12  Dipole sources above a layered halfspace

We consider a vertical magnetic dipole (VMD) over a layered halfspace.

12.1 The layered halfspace model

The halfspace is partitioned into \(N\) horizontal, uniform plates of infinite extent. The layer with index \(1\) is the uppermost layer, often referred to as overburden. The layer with index \(N\) (the substratum, sometimes called basement) extends vertically to \(+\infty\). In the case of a uniform halfspace, \(N=1\).

The interfaces between the layers are at \(z=h_n\) where \(1 \le n \le N\). The surface of the conducting Earth is at \(z=h_1 = 0\).

The thickness of layer \(n\) is \(d_n = h_{n+1} - h_n\).

The conductivities are denoted as \(\sigma_n\), \(1 \le n \le N\).

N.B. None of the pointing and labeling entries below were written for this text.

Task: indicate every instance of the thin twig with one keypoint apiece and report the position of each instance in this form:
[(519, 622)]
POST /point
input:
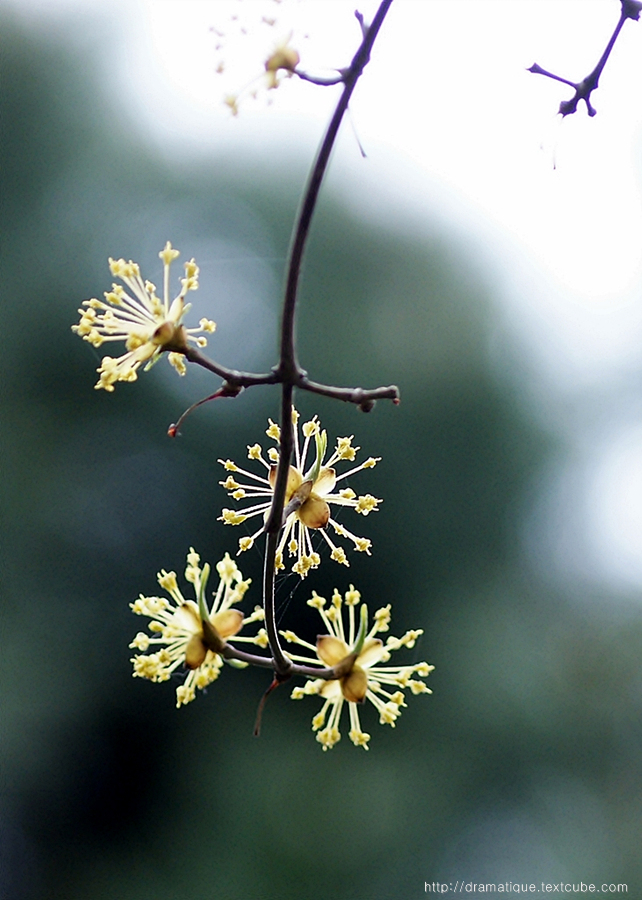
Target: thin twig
[(583, 89)]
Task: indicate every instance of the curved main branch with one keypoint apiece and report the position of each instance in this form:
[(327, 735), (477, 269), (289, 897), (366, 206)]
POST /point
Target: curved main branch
[(288, 371)]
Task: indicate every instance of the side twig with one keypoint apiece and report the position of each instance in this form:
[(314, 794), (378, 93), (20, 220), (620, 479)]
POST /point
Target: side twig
[(583, 89)]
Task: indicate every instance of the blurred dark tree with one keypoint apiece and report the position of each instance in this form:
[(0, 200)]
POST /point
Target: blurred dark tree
[(525, 763)]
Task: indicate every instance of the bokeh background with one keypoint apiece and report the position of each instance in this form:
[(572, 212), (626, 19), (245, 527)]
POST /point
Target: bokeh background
[(526, 762)]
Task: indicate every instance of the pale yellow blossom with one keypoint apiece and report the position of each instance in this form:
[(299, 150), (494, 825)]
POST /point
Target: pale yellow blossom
[(357, 655), (184, 632), (311, 490), (148, 325)]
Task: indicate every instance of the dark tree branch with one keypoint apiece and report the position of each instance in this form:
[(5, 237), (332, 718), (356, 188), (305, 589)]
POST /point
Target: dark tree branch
[(583, 89)]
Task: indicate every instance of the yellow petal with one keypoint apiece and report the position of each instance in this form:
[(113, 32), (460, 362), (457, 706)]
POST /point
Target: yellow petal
[(295, 479), (314, 513), (331, 650), (187, 618), (195, 652), (372, 653), (325, 482), (355, 685), (228, 622)]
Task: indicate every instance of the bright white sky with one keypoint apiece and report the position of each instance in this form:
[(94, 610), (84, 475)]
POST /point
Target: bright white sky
[(455, 128)]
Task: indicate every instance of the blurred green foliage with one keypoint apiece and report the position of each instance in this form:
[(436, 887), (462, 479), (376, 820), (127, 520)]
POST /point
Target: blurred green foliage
[(523, 765)]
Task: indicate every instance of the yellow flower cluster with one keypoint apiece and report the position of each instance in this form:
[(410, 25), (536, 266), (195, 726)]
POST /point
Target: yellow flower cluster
[(188, 633), (311, 489), (148, 326), (358, 658)]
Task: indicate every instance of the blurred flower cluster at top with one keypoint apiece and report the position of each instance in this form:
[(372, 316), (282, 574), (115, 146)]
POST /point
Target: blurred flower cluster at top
[(257, 47), (260, 44)]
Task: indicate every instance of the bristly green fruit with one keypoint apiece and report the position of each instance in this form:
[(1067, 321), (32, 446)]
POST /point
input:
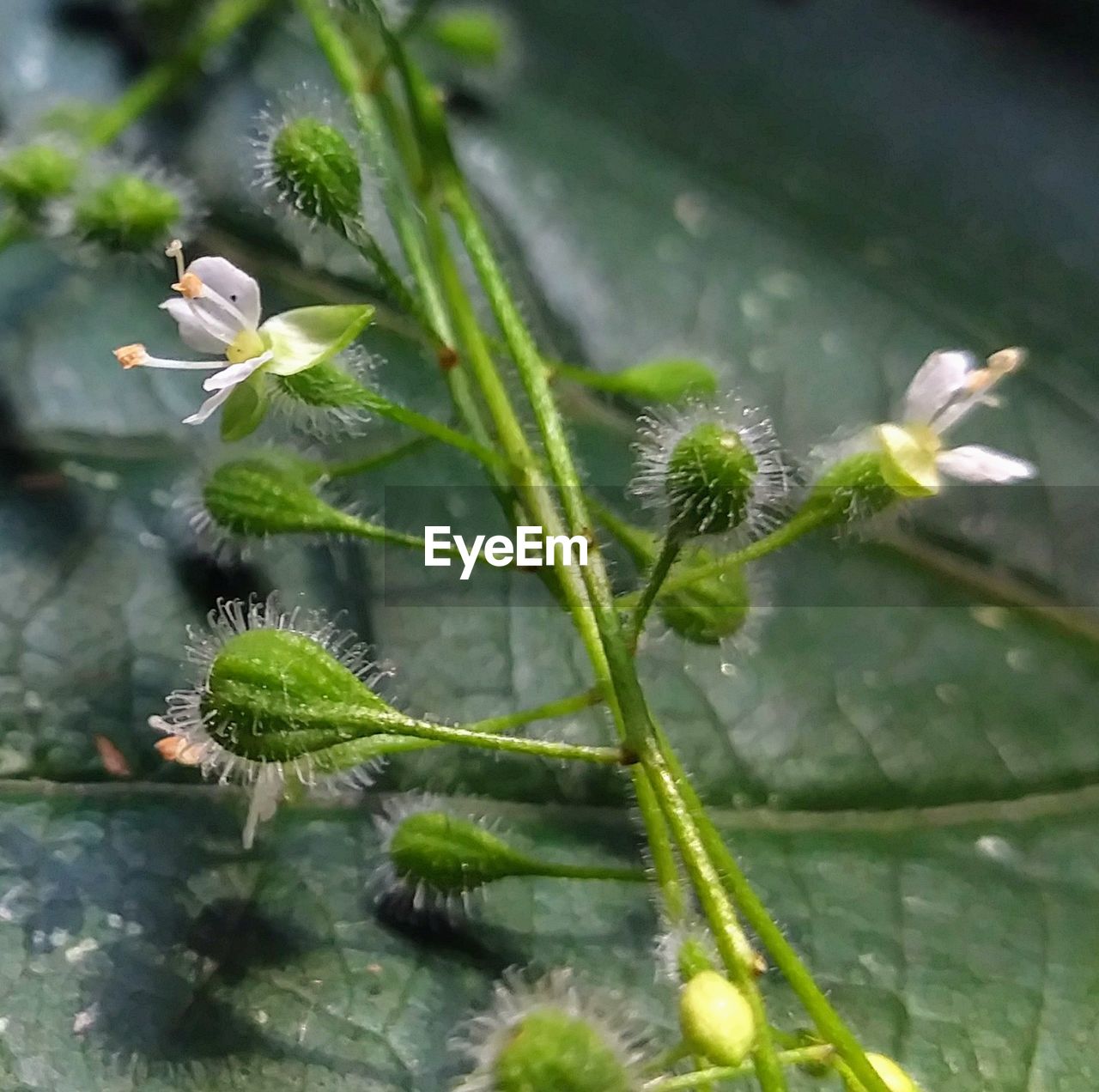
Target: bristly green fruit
[(275, 695), (709, 482), (709, 610), (35, 173), (550, 1048), (317, 170), (271, 494), (128, 213), (854, 488), (715, 1020), (452, 855)]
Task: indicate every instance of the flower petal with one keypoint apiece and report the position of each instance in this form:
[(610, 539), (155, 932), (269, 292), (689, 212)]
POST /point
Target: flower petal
[(235, 373), (974, 463), (209, 407), (938, 382), (196, 329), (231, 283), (306, 337)]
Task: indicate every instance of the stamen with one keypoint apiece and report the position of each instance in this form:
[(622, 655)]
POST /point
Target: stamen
[(189, 286), (131, 356)]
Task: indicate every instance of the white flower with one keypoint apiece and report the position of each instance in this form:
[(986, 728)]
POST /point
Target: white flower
[(948, 385), (218, 312)]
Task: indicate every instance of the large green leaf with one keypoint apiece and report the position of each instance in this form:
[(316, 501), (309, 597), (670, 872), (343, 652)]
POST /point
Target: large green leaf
[(811, 209)]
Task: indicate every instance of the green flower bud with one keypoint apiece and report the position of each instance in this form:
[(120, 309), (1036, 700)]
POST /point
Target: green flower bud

Note that the \(N\)-layered halfspace is composed of \(2N-1\) parameters, i.e., \(N\) conductivities and \(N-1\) thicknesses.

Figure 12.1: The \(N\)-layered halfspace model

We are going to derive expressions for the fields at \(-\infty < z < +\infty\). The resulting expressions will be similar to those derived for the case of a uniform halfspace.

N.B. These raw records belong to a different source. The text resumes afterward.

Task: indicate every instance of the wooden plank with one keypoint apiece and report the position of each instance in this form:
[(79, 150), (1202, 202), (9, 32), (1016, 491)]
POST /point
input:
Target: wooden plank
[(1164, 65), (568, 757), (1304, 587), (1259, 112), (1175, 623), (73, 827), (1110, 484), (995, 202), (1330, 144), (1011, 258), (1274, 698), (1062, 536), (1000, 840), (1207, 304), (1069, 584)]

We take the following steps to solve the problem:

First, we formulate a boundary value problem for the potential inside the layer with index \(n\), \(1 \le n \le N\), and extend its solution upwards to the layer denoted \(n-1\) by applying appropriate conditions of continuity of the fields and the potential.

In what follows, we only consider that part of the solution of the Helmholtz equation depending on \(z\), i.e., \(V(z, \lambda)\).

Inside the layer with index \(n\) we define the function \(\lambda_n = \lambda_n(\lambda) = \sqrt{\lambda^2 + i\omega\mu_0 \sigma_n}\).

We assume that there are both upward and downward travelling waves arising from reflections at the discontinuities (jumps) of the electrical conductivity between adjacent uniform layers.

Let the function \[ \begin{equation} \begin{aligned} V(z, \lambda) &=\gamma_{n}^{-}(\lambda) e^{-\lambda_{n}\left(z-h_{n}\right)}+\gamma_{n}^{+}(\lambda) e^{+\lambda_{n}\left(z-h_{n}\right)} \\ &=\gamma_{n}^{-}\left[e^{-\lambda_{n}\left(z-h_{n}\right)}+ \textcolor{red}{r_{n}} e^{+\lambda_{n}\left(z-h_{n}\right)}\right] \end{aligned} \end{equation} \] be the solution to the Helmholtz equation \[ \begin{equation} V''(z) = \lambda_n^2 V(z) \end{equation} \] for \(h_n < z < h_{n+1}\).

Note that \(\textcolor{red}{r_n} := \dfrac{\gamma_n^+}{\gamma_n^-}\) is the ratio of the amplitudes of upward (reflected) and downward (transmitted) travelling waves at the interface at \(z=h_n\).

Note

If the magnetic permeability is non-uniform with depth, i.e., \(\mu = \mu(z)\), then we may replace \(\lambda_n\) by \(\eta_n = \sqrt{\lambda^2 + i\omega\mu_n \sigma_n}/ \mu_n\).

12.2 Recursion

Let’s first analyze the wave propagation in the infinite layer \(N\).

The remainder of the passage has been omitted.